Explaining models relating objects and privacy
This work addresses the challenge of interpretability in privacy prediction for online image sharing, but it is incremental as it focuses on explaining existing models rather than introducing new methods.
The paper tackled the problem of explaining privacy classification models that use object detection to predict image privacy, finding that these models primarily rely on the presence and number of people, leading to failures in identifying private images with sensitive non-person content and public images with people.

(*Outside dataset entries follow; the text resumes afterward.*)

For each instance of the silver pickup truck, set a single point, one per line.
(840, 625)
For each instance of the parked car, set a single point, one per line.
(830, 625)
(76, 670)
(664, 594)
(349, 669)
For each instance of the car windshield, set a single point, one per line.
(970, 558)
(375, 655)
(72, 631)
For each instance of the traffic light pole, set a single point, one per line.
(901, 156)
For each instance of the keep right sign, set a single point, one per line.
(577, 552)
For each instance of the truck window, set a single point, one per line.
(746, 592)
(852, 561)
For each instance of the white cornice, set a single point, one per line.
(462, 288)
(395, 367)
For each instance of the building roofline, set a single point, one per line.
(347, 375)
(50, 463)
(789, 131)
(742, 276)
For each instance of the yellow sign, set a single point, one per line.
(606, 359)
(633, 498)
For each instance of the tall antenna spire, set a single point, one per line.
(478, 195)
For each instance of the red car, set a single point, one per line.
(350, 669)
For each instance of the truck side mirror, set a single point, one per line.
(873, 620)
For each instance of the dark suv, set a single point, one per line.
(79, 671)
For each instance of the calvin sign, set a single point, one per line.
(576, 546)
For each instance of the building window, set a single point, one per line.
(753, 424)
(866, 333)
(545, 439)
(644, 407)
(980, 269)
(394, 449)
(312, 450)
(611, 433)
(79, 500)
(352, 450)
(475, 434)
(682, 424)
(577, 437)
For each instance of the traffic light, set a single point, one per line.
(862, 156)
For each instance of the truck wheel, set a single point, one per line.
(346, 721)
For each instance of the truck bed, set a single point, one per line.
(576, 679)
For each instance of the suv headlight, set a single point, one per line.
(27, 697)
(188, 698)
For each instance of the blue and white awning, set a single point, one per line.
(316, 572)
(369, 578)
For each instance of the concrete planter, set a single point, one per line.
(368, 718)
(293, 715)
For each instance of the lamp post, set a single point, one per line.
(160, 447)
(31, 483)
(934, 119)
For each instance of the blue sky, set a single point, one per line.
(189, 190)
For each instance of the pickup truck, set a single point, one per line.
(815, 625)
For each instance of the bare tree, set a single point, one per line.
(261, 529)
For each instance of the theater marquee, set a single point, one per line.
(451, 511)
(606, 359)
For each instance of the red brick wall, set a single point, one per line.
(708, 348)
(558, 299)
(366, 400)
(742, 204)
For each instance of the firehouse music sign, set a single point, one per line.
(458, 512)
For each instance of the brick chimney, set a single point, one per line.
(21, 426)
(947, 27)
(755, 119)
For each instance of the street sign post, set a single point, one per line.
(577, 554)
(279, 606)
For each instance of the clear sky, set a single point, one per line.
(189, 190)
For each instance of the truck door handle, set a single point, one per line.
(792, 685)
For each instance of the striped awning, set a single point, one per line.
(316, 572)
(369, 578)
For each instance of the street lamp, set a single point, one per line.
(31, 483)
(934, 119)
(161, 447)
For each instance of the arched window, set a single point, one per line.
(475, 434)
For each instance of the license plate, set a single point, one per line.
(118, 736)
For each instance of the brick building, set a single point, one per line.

Accurately predicting whether an image is private before sharing it online is difficult due to the vast variety of content and the subjective nature of privacy itself. In this paper, we evaluate privacy models that use objects extracted from an image to determine why the image is predicted as private. To explain the decision of these models, we use feature-attribution to identify and quantify which objects (and which of their features) are more relevant to privacy classification with respect to a reference input (i.e., no objects localised in an image) predicted as public. We show that the presence of the person category and its cardinality is the main factor for the privacy decision. Therefore, these models mostly fail to identify private images depicting documents with sensitive data, vehicle ownership, and internet activity, or public images with people (e.g., an outdoor concert or people walking in a public space next to a famous landmark). As baselines for future benchmarks, we also devise two strategies that are based on the person presence and cardinality and achieve comparable classification performance of the privacy models.